L'acupuncture s'enracine dans la pratique médicale chinoise antérieure à la dynastie Han. Les textes médicaux sur soie de Mawangdui, scellés dans une tombe en 168 av. J.-C., décrivent un système précoce de canaux mais sont antérieurs à la pratique de l'aiguilletage à proprement parler ; le texte fondateur reste le *Huangdi Neijing* (*Canon interne de l'Empereur Jaune*), compilé entre environ 200 av. J.-C. et 100 apr. J.-C., dont la section *Ling Shu* constitue le premier traitement systématique de l'aiguilletage. En 1027 apr. J.-C., le médecin de la dynastie Song Wang Wei-Yi fit couler deux statues en bronze grandeur nature représentant les points d'acupuncture standardisés, qui devinrent la référence officielle pour l'enseignement.
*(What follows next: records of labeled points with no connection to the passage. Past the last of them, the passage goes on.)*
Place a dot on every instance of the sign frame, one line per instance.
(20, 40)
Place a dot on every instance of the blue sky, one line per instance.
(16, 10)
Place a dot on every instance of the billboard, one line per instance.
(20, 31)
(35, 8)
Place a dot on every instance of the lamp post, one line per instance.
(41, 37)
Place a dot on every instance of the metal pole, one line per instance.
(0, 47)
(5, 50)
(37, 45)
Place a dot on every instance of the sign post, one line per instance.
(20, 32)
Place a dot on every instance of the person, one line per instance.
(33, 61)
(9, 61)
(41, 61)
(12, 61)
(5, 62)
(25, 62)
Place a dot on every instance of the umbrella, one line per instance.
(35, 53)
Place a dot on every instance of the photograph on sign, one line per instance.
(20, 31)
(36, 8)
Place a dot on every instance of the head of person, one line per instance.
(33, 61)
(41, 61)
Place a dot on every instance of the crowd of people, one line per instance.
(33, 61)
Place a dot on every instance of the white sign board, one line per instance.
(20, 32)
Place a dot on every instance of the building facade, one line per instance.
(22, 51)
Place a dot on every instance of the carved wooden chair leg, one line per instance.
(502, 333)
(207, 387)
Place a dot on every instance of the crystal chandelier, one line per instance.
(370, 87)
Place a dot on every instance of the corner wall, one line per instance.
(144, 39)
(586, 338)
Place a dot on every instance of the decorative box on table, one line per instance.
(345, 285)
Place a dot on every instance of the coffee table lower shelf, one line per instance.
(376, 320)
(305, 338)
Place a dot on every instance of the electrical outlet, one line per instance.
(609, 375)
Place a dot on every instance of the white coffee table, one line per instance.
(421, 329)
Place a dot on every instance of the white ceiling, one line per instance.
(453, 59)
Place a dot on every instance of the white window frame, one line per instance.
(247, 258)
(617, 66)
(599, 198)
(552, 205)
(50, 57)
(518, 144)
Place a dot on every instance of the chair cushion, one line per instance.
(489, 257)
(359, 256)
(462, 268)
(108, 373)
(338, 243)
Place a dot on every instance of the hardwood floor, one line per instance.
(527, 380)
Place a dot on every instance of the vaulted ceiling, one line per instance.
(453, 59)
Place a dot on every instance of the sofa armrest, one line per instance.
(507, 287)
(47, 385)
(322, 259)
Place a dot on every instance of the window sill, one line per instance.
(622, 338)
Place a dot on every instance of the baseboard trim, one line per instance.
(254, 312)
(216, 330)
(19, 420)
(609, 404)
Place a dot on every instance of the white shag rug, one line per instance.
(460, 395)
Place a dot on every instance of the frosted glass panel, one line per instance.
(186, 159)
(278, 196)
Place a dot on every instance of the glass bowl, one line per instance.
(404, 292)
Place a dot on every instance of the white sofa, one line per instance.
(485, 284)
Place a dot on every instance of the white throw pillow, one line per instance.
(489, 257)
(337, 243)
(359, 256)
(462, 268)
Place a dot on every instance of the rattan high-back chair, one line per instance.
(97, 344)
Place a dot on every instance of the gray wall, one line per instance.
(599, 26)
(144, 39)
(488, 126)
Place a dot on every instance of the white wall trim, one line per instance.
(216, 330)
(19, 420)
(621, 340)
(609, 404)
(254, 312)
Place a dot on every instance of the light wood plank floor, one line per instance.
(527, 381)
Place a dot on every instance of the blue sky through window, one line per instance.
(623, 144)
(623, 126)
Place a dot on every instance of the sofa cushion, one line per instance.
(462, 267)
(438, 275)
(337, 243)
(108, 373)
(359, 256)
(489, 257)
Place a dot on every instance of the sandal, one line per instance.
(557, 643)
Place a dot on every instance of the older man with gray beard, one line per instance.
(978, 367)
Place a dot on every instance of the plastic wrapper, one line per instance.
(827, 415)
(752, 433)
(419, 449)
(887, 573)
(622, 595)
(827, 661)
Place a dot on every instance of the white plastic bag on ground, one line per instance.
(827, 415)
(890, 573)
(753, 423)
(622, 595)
L'acupuncture pénètre en Occident par étapes : les missions jésuites au XVIIe siècle, un intérêt médical discret au XIXe siècle, puis un essor marqué après que le correspondant du *New York Times* James Reston eut relaté son expérience d'analgésie par acupuncture après une appendicectomie à Pékin en 1971, lors du voyage préparatoire secret de Kissinger avant la visite de Nixon. La déclaration de consensus du NIH en 1997 a constitué la première reconnaissance médicale officielle aux États-Unis.

Conseils pratiques

Choisis un acupuncteur diplômé — en France, un médecin titulaire du diplôme interuniversitaire d'acupuncture (DIU) ; au Canada, un RAc ou MAcc selon la province ; au Royaume-Uni, un membre du MBAcC. Les qualifications comptent, parce que la technique d'aiguilletage et le respect des règles d'hygiène préviennent les infections. Mange légèrement avant la séance et évite l'alcool ainsi que le café en excès le jour même. Signale au praticien tous les médicaments que tu prends, en particulier les anticoagulants. Donne-toi au moins 3 à 4 séances avant d'évaluer les effets — pour les douleurs chroniques, la littérature scientifique indique que les bénéfices s'accumulent dans le temps. Si tu veux consulter les données directement, les Cochrane Reviews proposent des synthèses gratuites pour les pathologies où l'acupuncture dispose des preuves les plus solides.